Is it possible to emerge from accusations of this sort and rehabilitate one’s image?
“The rapidity with which such accusations spread is alarming, she says. She cited a case of a client “accused by three different women. He was into kinky sex, and the women who accused him, brought the cases. The police portrayed them as a young sweet college students who were afraid to tell their parents. In realty they were advertising with straps and bondage for torture and humiliation. That men was destroyed.
“The police had press conferences saying he’s a monster, saying he’s a serial rapist. So yes, I got his case dismissed but where would he go to get his reputation back?
“Where does he possibly go for his private sexual interest that he had no intention of making public and he was destroyed publicly. And the answer is probably nowhere, and that’s the problem.”
Are there some cases of success where a reputation is actually redeemed?
Oddly, she says, even though everyone has cameras these days, “there are very few cases that I have that are very well documented. I had a really extraordinary example, I had a filmmaker he had been arrested for rape in a club.
“Earlier in the evening he met a girl at the first club with a bunch of friends and they had made their way to the last club where he was arrested. She claimed she had been raped. Within 24 hours of the arrest I was able to get all of the surveillance videos and smartphones of friends who fortunately caught that woman with my client.

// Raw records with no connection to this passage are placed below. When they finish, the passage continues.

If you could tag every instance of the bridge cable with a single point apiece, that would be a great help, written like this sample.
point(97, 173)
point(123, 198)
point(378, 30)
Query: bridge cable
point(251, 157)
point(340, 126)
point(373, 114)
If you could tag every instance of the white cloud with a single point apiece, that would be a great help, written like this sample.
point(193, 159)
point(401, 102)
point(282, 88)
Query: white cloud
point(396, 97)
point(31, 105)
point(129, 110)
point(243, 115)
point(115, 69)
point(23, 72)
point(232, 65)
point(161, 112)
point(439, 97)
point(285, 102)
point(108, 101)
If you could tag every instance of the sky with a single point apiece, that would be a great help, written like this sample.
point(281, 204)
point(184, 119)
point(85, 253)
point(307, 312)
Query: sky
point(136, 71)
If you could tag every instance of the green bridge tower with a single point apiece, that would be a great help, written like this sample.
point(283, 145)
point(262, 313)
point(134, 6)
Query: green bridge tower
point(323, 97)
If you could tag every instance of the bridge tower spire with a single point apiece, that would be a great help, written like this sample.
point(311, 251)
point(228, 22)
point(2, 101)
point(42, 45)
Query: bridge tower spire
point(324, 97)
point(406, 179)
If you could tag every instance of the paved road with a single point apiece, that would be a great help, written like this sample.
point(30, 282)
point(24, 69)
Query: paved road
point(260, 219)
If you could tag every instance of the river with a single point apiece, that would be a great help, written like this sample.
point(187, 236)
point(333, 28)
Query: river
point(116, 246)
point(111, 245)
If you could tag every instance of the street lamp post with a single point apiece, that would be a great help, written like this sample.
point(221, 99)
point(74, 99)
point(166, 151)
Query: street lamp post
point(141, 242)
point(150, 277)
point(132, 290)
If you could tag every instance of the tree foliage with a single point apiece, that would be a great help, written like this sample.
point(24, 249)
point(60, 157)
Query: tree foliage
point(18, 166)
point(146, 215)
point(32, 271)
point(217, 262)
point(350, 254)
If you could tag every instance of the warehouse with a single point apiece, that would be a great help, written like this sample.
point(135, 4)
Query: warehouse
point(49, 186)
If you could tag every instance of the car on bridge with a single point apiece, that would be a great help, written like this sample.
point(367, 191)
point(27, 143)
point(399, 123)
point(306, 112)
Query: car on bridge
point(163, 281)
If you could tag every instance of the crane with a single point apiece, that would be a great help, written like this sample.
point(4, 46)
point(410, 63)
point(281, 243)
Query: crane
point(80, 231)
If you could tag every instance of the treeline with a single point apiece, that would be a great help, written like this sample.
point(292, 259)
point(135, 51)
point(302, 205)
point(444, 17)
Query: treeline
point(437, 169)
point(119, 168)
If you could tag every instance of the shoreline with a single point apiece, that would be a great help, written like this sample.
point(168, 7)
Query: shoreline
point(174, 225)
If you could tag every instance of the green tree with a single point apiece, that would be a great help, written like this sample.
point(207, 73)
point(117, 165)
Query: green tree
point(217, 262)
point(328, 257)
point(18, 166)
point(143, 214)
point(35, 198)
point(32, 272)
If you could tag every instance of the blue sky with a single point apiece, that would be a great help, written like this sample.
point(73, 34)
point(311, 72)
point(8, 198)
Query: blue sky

And we were able to reconstruct the entire evening, including at the last club when she takes him by the hand and pulls him to the bathroom.
“Not only that, we were able to show her entire statement to the police, ‘he was pushy on men, I didn’t want to be with him,’ we had her at one point in the second club lifting her top, and the camera caught it, so it was an extraordinary situation when in a very short amount of time we could prove he’s innocent and it never went public, but that’s a rare case now. Now everyone goes immediately to TMZ. Another unflattering side of media journalism is that outlets make a lot of money from clickbait from sensational stories. It’s ugly.”
Can you also see the positive sides of #MeToo? The campaign has changed the atmosphere and I assume it has been causing men to think twice before they do anything.
“There is great potential for good which would come from the #MeToo movement, particularly if it focuses a spotlight on sexual harassment and abuse of power which too often exists in the workplace, especially for women in low-wage jobs who have far fewer choices.”